秋の尾道旅。忘れたくない景色に何度も会いにゆく
2泊3日の尾道旅。秋の心地よく揺らめく海風に吹かれながら、晴れた日々を慈しむように歩いた3日間。秋も深まっているというのに、つい目を細めてしまうような強い日差しの中で、海と空と風と路地と街の空気とをしみじみと味わった3日間の記録です。
街と海
ホテルと夕日
しまなみ海道
グルメ
大好きな街の空気に、何度も会いにいく
広島県尾道市。この街は私にとって、ちょっと特別で、でもさりげない日常を送りたくなるような、そんな街。一時はこの街でずっと暮らしていこうと本気で思っていた、けどその選択はしなかった、近くて遠い街。たとえば、片思いをしている人がいて、けどそれを伝える勇気もないままひっそりと影で眺めている、そんな距離感かもしれない。
そんな街に、1年ぶりに足を運んだ。駅の改札を過ぎて目の前に飛び込んでくる海の青さはあのときのまま。ただよう空気感も。ふっと口角があがってしまうような穏やかな景色に、私は何度も救われてきたんだ。
尾道という街がこんなに優しい雰囲気に包まれているのは、街全体の空気感こそが魅力だからだろう。街全体の空気を感じられるからこそ、訪れた人はみんなこの街に心を奪われていくのだと思う。1つの目玉の観光スポットがあって、それを見学して観光は終わり、というのではない、また別の味わい方ができる街だ。
今回も私は飽きずに街を歩き回る。ふっと頬をかすめる金木犀の香りがたまらない。暖かい日差しのなかで一瞬吹く冷たい風が秋を感じさせる。そんな風に、1つ1つの景色を目に焼き付けて、全身で感じながらゆっくりと散策するのが、この街での過ごし方だ。

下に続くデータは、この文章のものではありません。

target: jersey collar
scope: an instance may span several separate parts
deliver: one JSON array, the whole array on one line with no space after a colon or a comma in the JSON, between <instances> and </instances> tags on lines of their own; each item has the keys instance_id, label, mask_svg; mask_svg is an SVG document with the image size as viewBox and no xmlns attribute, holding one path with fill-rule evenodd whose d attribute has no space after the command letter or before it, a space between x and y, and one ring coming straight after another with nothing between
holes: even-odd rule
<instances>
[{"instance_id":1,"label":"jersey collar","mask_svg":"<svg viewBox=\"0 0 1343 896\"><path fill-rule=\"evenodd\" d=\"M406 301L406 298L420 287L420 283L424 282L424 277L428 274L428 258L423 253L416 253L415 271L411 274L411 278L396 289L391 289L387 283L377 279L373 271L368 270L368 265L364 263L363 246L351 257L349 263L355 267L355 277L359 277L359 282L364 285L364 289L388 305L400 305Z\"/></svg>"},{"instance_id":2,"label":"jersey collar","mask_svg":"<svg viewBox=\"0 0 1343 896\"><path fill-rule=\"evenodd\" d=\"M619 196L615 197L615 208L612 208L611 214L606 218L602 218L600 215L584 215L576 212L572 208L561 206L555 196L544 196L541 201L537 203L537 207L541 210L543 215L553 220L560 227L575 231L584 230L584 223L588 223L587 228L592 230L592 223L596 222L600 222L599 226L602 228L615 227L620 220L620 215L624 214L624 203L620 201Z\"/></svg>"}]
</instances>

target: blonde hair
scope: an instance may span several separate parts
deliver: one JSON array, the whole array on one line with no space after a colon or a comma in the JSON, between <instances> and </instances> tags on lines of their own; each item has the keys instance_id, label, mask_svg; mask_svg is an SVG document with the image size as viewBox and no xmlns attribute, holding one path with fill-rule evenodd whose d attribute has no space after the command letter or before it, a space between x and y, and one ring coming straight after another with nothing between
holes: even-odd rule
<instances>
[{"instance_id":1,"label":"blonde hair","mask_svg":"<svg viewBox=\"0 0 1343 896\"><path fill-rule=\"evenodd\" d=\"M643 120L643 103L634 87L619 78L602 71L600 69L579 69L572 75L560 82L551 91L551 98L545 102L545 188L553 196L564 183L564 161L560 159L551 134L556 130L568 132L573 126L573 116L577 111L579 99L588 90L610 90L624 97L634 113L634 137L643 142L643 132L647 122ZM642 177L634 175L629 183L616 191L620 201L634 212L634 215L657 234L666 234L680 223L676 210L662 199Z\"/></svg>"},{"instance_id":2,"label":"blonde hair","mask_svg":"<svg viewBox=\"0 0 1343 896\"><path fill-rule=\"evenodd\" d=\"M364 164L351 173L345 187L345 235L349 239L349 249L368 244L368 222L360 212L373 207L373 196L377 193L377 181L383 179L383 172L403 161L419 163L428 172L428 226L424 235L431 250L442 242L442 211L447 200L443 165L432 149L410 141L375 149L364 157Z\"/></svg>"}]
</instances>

そう、別に、何もしない。ただこの街にただよう空気感を味わうだけで、私は旅の目的を果たせてしまうような。そんな気持ちにさえなってしまう。
海沿いに座ってパンを食べたり、沈みゆく夕日を意味もなくボーっと眺めたり、木陰に腰かけて本を読んだり。尾道に来ると、私はいつもこうだ。ほかの街でだって、ましてや自分の部屋のなかでさえできるかもしれない過ごし方。それなのに、こういう過ごし方しかしたくない、というように、頑固なまでにのんびりと、誤解をおそれず言うならば、無為な時間を過ごしてしまう。
心地よさがただよう街。何度も歩いている道、何度も見ている景色、何度も食べているもの。”何度”がいくつ積み重なったとしても、私はきっとこの街をかわらずに好きでい続けるんだろうな。